Numa entrevista por escrito ao PÚBLICO, Rui Rio explica com mais detalhe o objectivo da pergunta que lançou esta semana para discussão, na qualidade de moderador  de um debate, no Porto, sobre Fiscalidade e Orçamento do Estado. O ex-autarca do PSD, que pode vir a disputar a liderança do partido em 2018, vislumbra vantagens na ideia que apresentou sobre um novo imposto e sublinha que o valor anual que os portugueses pagam em juros da dívida é idêntico ao que custa o Serviço Nacional de Saúde (SNS).

Quer explicar melhor a ideia da criação de um novo imposto que serviria para pagar, anualmente, os juros da dívida pública?
Eu não fiz nenhuma proposta, nem falei num novo imposto para pagar a dívida. Pedi apenas um comentário aos palestrantes de um debate que estava a moderar sobre uma ideia em concreto. E essa ideia consistia na possibilidade de se baixar um ou mais impostos e, por contrapartida, criar um novo dedicado ao pagamento dos juros da dívida pública que todos estamos a pagar anualmente. Ao contrário do que alguns maldosamente insinuaram, nenhum cidadão iria pagar mais impostos.

A questão passa por baixar o IVA, o IRS e o IRC e criar, em contrapartida, um novo imposto consignado ao pagamento dos juros?
Sim, hoje os cidadãos pagam através desses impostos cerca de 8,3 mil milhões de euros de juros da dívida pública, porque todos os anos o Orçamento de Estado tem sido deficitário; ou seja, anualmente a dívida aumenta e os juros também. E todos os anos os portugueses pagam mais em juros, sem se aperceberem directamente dessa verba.

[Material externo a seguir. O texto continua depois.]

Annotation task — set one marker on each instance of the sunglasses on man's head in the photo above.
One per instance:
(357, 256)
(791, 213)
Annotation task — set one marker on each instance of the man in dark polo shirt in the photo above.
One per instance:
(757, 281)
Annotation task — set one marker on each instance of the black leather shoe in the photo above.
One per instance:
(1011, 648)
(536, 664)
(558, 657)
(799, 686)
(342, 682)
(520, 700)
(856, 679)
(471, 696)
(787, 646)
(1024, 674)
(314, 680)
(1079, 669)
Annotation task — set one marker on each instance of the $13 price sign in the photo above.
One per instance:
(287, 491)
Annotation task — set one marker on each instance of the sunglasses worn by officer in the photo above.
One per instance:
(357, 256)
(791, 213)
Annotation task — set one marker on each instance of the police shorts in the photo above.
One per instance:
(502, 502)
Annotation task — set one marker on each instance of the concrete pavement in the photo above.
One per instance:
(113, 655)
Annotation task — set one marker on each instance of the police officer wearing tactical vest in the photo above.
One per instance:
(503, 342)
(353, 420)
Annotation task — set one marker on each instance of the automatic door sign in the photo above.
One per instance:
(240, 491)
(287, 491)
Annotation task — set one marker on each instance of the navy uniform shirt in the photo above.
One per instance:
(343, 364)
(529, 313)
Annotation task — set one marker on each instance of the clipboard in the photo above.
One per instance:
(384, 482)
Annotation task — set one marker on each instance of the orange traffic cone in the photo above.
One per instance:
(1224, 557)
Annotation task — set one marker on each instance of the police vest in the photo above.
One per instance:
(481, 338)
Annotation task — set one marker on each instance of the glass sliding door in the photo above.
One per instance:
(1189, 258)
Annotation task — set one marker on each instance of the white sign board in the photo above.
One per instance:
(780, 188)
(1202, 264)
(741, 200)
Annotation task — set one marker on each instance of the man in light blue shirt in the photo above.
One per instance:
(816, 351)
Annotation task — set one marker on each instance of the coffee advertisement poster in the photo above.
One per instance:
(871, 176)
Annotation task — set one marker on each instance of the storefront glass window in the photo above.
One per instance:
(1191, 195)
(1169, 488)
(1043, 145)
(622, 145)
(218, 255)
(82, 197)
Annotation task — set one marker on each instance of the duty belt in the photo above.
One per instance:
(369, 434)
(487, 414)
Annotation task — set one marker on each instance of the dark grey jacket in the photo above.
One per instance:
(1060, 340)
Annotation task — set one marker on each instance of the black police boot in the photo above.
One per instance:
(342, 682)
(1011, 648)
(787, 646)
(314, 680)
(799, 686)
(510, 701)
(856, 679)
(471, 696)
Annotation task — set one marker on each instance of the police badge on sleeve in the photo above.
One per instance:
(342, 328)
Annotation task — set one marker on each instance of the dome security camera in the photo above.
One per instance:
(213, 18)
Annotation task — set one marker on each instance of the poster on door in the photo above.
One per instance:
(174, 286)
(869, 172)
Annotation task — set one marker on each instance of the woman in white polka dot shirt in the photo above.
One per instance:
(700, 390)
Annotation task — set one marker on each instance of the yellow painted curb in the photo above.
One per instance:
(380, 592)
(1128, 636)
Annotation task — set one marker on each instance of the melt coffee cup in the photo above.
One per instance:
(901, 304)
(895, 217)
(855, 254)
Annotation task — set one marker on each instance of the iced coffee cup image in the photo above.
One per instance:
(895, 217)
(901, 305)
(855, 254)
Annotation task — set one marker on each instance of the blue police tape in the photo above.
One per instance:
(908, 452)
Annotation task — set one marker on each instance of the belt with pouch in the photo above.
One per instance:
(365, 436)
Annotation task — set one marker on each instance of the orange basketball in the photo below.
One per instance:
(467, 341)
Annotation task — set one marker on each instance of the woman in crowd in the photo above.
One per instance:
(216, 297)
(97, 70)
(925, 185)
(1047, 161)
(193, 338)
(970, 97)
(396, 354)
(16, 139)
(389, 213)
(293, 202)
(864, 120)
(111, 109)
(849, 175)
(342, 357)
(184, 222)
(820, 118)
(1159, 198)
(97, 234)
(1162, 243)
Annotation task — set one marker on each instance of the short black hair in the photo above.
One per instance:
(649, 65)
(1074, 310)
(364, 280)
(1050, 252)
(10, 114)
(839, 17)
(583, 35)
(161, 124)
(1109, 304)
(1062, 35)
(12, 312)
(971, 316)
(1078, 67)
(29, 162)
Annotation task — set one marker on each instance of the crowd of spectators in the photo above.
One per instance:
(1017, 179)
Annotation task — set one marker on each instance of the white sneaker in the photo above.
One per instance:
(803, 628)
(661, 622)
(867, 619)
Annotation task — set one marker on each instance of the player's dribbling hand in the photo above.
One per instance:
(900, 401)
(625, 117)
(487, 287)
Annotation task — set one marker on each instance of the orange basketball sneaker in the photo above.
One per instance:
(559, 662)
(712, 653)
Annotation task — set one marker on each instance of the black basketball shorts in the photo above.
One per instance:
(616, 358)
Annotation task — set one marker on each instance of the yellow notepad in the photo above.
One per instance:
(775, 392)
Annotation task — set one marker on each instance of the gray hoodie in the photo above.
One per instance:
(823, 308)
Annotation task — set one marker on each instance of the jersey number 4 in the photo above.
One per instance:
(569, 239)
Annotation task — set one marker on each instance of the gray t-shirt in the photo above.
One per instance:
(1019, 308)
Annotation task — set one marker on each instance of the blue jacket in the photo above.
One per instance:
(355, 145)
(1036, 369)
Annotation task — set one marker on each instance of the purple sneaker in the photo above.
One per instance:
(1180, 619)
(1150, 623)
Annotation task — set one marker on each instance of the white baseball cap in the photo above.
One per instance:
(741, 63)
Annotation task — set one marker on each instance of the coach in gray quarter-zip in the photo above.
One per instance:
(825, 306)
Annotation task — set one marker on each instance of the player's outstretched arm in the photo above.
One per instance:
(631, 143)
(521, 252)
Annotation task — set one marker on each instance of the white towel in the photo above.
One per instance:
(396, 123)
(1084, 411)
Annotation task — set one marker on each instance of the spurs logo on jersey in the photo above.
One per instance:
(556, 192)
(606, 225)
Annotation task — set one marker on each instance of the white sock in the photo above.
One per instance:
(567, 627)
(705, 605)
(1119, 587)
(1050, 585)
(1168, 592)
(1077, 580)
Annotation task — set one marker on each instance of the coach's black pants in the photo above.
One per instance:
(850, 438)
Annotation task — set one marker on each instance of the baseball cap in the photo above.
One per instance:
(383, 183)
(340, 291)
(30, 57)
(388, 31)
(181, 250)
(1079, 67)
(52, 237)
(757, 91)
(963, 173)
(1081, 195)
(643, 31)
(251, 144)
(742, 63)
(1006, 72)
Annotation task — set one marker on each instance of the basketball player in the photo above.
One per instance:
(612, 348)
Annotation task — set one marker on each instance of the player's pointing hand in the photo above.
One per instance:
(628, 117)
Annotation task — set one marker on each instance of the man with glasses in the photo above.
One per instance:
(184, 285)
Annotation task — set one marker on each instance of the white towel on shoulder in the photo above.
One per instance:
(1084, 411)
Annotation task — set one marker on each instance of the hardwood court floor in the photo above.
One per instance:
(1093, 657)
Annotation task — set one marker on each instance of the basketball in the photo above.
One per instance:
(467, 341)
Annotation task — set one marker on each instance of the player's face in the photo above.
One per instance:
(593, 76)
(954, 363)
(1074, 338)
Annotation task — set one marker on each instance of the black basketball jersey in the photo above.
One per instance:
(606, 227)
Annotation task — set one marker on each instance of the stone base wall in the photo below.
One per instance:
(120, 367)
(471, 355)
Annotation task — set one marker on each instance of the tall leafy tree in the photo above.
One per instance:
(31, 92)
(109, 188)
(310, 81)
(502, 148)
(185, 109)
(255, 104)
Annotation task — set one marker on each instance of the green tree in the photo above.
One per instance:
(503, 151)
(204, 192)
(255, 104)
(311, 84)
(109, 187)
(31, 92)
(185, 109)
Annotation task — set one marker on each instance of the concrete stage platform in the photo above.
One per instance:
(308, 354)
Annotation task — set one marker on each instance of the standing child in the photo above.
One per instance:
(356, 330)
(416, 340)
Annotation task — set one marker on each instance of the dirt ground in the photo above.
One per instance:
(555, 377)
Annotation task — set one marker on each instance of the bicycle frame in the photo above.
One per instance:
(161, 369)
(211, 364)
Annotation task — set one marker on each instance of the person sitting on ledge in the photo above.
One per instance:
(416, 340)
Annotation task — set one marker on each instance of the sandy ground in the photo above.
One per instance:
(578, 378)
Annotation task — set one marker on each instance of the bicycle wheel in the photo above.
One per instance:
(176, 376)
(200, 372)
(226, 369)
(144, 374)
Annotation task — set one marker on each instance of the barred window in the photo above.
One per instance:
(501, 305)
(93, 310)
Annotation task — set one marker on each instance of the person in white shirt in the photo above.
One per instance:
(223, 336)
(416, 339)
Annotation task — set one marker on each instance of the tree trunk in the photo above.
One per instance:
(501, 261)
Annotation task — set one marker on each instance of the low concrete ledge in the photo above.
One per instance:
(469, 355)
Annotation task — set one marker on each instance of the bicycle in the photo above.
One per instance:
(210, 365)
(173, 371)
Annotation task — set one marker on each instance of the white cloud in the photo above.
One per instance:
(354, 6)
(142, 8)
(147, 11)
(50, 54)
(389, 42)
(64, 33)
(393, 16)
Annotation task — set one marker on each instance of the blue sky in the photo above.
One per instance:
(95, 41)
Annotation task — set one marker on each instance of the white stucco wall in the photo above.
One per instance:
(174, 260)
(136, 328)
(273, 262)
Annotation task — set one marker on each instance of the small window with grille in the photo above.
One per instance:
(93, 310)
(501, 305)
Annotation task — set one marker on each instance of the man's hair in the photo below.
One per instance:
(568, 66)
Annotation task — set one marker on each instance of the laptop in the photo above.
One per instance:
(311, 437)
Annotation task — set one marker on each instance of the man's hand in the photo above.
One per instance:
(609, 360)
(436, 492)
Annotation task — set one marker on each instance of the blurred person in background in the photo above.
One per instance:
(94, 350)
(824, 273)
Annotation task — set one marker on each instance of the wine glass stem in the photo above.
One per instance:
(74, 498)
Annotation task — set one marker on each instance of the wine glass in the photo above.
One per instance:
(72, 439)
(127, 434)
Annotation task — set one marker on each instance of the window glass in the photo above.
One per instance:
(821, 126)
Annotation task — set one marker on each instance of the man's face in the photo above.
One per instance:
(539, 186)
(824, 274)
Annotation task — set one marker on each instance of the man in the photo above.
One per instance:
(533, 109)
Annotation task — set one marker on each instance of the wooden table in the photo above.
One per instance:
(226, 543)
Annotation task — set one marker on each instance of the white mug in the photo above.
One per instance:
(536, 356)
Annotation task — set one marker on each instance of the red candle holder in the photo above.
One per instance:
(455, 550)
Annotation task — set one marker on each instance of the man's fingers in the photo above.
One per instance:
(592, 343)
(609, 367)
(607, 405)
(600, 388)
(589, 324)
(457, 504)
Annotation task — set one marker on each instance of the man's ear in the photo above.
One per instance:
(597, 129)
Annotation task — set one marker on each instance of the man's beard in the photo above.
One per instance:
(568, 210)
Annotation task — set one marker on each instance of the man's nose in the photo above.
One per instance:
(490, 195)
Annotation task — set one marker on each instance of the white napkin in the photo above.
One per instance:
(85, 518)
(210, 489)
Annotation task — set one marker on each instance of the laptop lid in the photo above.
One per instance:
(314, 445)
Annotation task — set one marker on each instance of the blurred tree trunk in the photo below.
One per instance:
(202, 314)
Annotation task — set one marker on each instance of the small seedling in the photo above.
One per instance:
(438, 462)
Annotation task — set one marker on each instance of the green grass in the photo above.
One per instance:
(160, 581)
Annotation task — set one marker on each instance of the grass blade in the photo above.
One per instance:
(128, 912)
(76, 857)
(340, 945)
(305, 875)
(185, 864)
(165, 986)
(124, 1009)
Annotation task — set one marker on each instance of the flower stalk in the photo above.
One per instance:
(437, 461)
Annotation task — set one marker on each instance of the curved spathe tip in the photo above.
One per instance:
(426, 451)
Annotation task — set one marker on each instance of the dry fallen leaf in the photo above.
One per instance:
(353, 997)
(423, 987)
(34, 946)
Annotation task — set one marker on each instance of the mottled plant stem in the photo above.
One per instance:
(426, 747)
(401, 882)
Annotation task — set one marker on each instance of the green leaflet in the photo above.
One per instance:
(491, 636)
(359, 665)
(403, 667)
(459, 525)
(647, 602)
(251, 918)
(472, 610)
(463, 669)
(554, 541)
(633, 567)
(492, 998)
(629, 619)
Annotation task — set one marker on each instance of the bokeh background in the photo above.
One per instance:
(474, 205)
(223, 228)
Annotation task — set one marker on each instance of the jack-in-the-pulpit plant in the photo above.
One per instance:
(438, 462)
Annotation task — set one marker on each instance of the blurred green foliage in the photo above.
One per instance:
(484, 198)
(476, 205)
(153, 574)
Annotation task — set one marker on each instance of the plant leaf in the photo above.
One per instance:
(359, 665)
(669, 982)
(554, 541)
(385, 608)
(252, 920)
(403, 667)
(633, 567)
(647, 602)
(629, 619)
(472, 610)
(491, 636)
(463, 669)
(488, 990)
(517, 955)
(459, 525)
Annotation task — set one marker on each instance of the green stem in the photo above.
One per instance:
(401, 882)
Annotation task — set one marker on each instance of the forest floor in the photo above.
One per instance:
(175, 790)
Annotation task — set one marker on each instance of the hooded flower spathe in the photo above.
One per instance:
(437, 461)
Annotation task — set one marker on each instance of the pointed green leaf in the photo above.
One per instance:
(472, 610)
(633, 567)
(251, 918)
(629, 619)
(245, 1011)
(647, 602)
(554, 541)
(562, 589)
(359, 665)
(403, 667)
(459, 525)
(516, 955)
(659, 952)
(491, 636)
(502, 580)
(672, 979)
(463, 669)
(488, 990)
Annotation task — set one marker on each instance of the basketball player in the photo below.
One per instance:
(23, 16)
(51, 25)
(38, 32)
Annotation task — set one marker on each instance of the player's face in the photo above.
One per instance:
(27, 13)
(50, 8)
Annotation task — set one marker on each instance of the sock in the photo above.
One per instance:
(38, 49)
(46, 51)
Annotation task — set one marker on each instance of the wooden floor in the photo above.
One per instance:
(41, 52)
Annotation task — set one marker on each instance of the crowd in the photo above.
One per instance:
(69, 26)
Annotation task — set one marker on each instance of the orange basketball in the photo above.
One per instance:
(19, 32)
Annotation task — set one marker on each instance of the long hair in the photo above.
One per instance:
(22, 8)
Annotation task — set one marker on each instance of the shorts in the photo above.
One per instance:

Se nós evidenciarmos esse valor através de um imposto específico, o cidadão passaria a perceber a brutalidade que está a pagar por conta dos permanentes défices públicos. Se tivéssemos essa transparência fiscal os portugueses seriam os primeiros a pressionar o Governo para termos contas públicas equilibradas, no sentido de evitar a subida desse imposto. Caso contrário, será como sempre foi, as pessoas não têm noção do que esta rubrica – filha dos erros do passado – representa nos diversos impostos que são obrigados a pagar.

Faz sentido esse novo imposto?
É uma questão de transparência para tentar, dessa forma, criar uma pressão benigna sobre os Governos no sentido da redução da carga fiscal. Se os orçamentos futuros tiverem um pequeno excedente, este imposto baixa; se tiverem défice, o imposto sobe e as pessoas tendem a penalizar o Governo. Hoje pagam na mesma e nem sequer têm consciência da brutalidade que estão a pagar em juros. O valor é idêntico ao que custa o SNS ao Estado. Acha que as pessoas têm noção disto?

Também é curioso: nos comentários e notícias que foram saindo, principalmente nas redes sociais, li críticas e muitos insultos gratuitos, mas não consegui ler nenhuma objecção inteligente a esta ideia. Mas ela também tem desvantagens, e se quem a critica não as sabe identificar, eu próprio dou uma ajuda – por exemplo, a enorme transparência fiscal que este imposto traria pode criar condições para que os movimentos de perfil populista comecem a explorar mais facilmente a ideia do não pagamos.

Há algum país que tenha criado esse imposto?
Na Suíça, por exemplo, há uma tradição de relevar o princípio que está subjacente a esta ideia, para que as pessoas percebam bem para onde vai o dinheiro dos seus impostos. Mas, se calhar, esta comparação não será muito justa devido à diferença civilizacional … Basta ver o tipo de reacções que se ouviram ao simples facto de eu ter levantado a questão.

A sua ideia não encontrou grande receptividade. Há quem considere que Portugal deveria reclamar a renegociação da dívida nos seus montantes, prazos e juros. Concorda?
Sinceramente, acho que a maioria das pessoas nem tentou entender a questão que eu levantei, e uma parte da comunicação social tratou logo de a distorcer. Muitos títulos foram tão erróneos quanto isto: 'Rio propõe um novo imposto para pagamento da dívida'. Assim é difícil conduzir um debate de forma séria e racional.

Quanto ao resto, acho que Portugal só poderá pensar em falar com os seus credores, depois de ter não só o seu Orçamento equilibrado, como políticas públicas consistentes de médio e longo prazo em termos de consolidação das suas finanças públicas.

 

Notícia editada a 28 de dezembro para incluir a informação de que esta entrevista foi feita por escrito.